Who's On First ships Japan's admin hierarchy as one repo with 62,896 GeoJSON files. After pulling it into our unified SQLite, the placetype distribution looks like this:

Placetype (English)JapaneseCount
country1
region (prefecture)都道府県47
county (city)2,287
locality (ward/town)市区町村43,886
neighbourhood (chome)丁目7,736

47 prefectures. The whole country. Every chome (city block district) tagged with a name like 1丁目 (1-chome), 2丁目 (2-chome).

Reversed ordering

Western address: [house_number] [street] [unit?], [locality], [region] [postcode].
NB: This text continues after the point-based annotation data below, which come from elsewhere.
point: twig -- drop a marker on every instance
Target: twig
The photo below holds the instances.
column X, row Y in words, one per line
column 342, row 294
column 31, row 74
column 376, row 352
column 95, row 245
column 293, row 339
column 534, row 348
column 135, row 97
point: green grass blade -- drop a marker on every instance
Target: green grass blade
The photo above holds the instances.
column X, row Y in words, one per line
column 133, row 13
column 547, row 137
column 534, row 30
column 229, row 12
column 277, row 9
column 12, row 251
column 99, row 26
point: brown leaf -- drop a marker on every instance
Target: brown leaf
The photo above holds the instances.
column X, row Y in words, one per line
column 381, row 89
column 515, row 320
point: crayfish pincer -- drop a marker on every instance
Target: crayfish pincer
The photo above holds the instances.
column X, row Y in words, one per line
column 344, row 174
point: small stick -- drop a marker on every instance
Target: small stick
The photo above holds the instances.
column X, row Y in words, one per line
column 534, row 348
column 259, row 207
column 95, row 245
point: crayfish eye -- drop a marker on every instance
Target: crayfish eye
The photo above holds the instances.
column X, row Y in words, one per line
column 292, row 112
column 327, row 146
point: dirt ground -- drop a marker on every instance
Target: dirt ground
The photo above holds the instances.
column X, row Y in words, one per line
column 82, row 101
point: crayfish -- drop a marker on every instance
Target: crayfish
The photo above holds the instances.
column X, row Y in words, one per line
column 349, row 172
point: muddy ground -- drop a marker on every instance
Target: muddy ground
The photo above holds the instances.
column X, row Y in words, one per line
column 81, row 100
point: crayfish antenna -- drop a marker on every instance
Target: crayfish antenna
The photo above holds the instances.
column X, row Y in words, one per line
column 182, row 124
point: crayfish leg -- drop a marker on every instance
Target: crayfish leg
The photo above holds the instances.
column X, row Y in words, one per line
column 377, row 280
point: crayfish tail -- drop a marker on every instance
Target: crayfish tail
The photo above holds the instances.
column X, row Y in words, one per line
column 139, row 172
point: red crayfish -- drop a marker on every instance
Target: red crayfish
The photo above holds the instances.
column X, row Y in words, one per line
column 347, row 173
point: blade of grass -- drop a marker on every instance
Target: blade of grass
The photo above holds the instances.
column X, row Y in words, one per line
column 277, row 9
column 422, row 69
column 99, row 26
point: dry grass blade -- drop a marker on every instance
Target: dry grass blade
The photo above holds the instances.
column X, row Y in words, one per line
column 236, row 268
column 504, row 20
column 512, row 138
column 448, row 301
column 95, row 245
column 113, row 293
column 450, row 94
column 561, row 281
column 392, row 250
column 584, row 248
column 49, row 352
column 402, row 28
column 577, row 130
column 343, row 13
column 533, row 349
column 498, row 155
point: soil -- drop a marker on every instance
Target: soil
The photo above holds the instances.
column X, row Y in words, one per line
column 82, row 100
Japanese address: 〒[postcode]? [region][locality][chome][block]-[sub-block]-[house_number].

The order matters for parsers because we use position as a feature. A model trained on "1600 Pennsylvania Avenue NW, Washington, DC 20500" expects digits at the start, region near the end. A Japanese address inverts this entirely. Walking the parent chain in the WOF database confirms the inversion:

neighbourhood jpn=1丁目 eng=1丁目
locality jpn=世田谷区 eng=Setagaya
county jpn=世田谷区 eng=Setagaya
region jpn=東京 eng=Tokyo
country jpn=日本 eng=Japan

To synthesize a JP address you concatenate the parent chain top-to-bottom: 東京 + 世田谷区 + 1丁目 → 東京世田谷区1丁目.

No street names

Western addresses identify locations by street + number. "1600 Pennsylvania Avenue NW" picks a specific building because Pennsylvania Avenue is a known line and 1600 is a known offset along that line.

Japan uses block addressing instead. Read 4-2-8 in 芝公園 as chome 4, block 2, building 8 within the 芝公園 district. There's no "芝公園 street" for the number to sit on; the grid is the addressing primitive, not the line.

Implications for the parser:

  • street_prefix and street_suffix don't apply (no street).
  • house_number becomes a hyphenated triple: 4-2-8.
  • The "丁目" suffix is a categorical marker, not a street type.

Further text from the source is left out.